Diagnostics are data, derived from the tree

cst.errors is rebuilt at settle from structured lexer entries plus the $error/$missing rows found by descending the structurally-propagated rowRM spine — never collected during parsing. That is what makes adoption safe for diagnostics: an adopted error region re-derives byte-identical messages from the current token columns. Two derived enrichments:

  • Viable sets — for a required literal in a seq, the companion literals provably still accepted when it fails: repetitions before it are always re-enterable (their nullable-prefix-reachable literals stay viable); nullable one-shot items are crossed but contribute nothing, since they may already have consumed. expected ',' or ']' never names an impossible continuation — a static FIRST union would (after [1, 2 an expression is not viable), and tsc under-reports the same position as ')' expected.
  • Paired openers — for each literal, intersect the sets of preceding literals across all its seq occurrences; a unique survivor is its structural opener ()(, ][, whiledo — derived, no bracket list), attached as related info pointing at the opener leaf among the $missing's earlier siblings.

Measured (9 MB TypeScript, single-character edits, median)

phase Monogram tsc updateSourceFile tree-sitter
fresh parse 167 ms 207 ms 430 ms
valid keystroke 0.37 ms 35 ms 0.18 ms
breaking edit 12 ms 12.0 ms 0.29 ms
while-broken keystroke 0.22 ms 11.9 ms 0.30 ms
fixing edit 2.2 ms 11.9 ms 0.22 ms

(test/head-to-head.ts.) The transition rows measure a first-touch 4.5 MB cursor jump: token offsets are EOF-relative-biased so local typing never rewrites the suffix (the 0.37 ms valid keystroke), and the bias boundary moves with the cursor — a far jump pays once, proportional to the distance. Repeated break/fix transitions at one position settle to ~1.6–2 ms, of which the strict-fail pass is 0.23 ms and the recovery attempts 0.46 ms; the raw 7-column suffix memmove measures 0.07 ms, so the residual is spread bookkeeping, not a storage floor.

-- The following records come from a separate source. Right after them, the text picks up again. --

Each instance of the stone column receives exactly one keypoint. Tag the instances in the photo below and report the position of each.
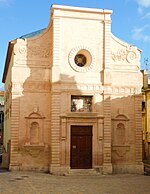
(14, 150)
(138, 133)
(107, 165)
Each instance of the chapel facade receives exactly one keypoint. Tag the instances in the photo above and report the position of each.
(73, 97)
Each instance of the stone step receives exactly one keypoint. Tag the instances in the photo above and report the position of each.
(84, 172)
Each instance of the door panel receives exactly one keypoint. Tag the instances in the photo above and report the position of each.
(81, 147)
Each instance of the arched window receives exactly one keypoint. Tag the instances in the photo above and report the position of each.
(120, 134)
(34, 133)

Error-report agreement with tsc's parser on the conformance files it rejects (test/recovery-conformance.ts, ±8 chars): recall 59.1%, precision 82.4%, first-error agreement 57.5%.

The gates that hold all of this exact

  • test/incremental-grammars.ts — generative inputs × seeded edits × all 7 grammars: every step's tree+errors byte-equal to fresh, self-consistent spans, no throws (672 steps).
  • test/incremental-verify.ts, test/multi-doc.ts — real-file edit scripts and interleaved documents under the same byte-equality.
  • test/recovery.ts — strict-path identity on valid texts, totality and determinism on an invalid corpus, a char-by-char typing session, and exact-match diagnostic pins (synthesis quality must not silently regress to absorption).
  • test/emit-parser-verify.ts / test/emit-reject-messages.ts / test/emit-lexer-verify.ts — the emitted runtime ≡ the interpreter (CST, token streams, and reject messages). They run on a corpus-free in-repo corpus (test/emit-corpus.ts: curated snippets + the repo's own sources), so they are part of npm run check on every machine — the mechanism that forces a gen-parser change to propagate to emit-parser. The CI emit-parity job adds the full external TS corpus for breadth.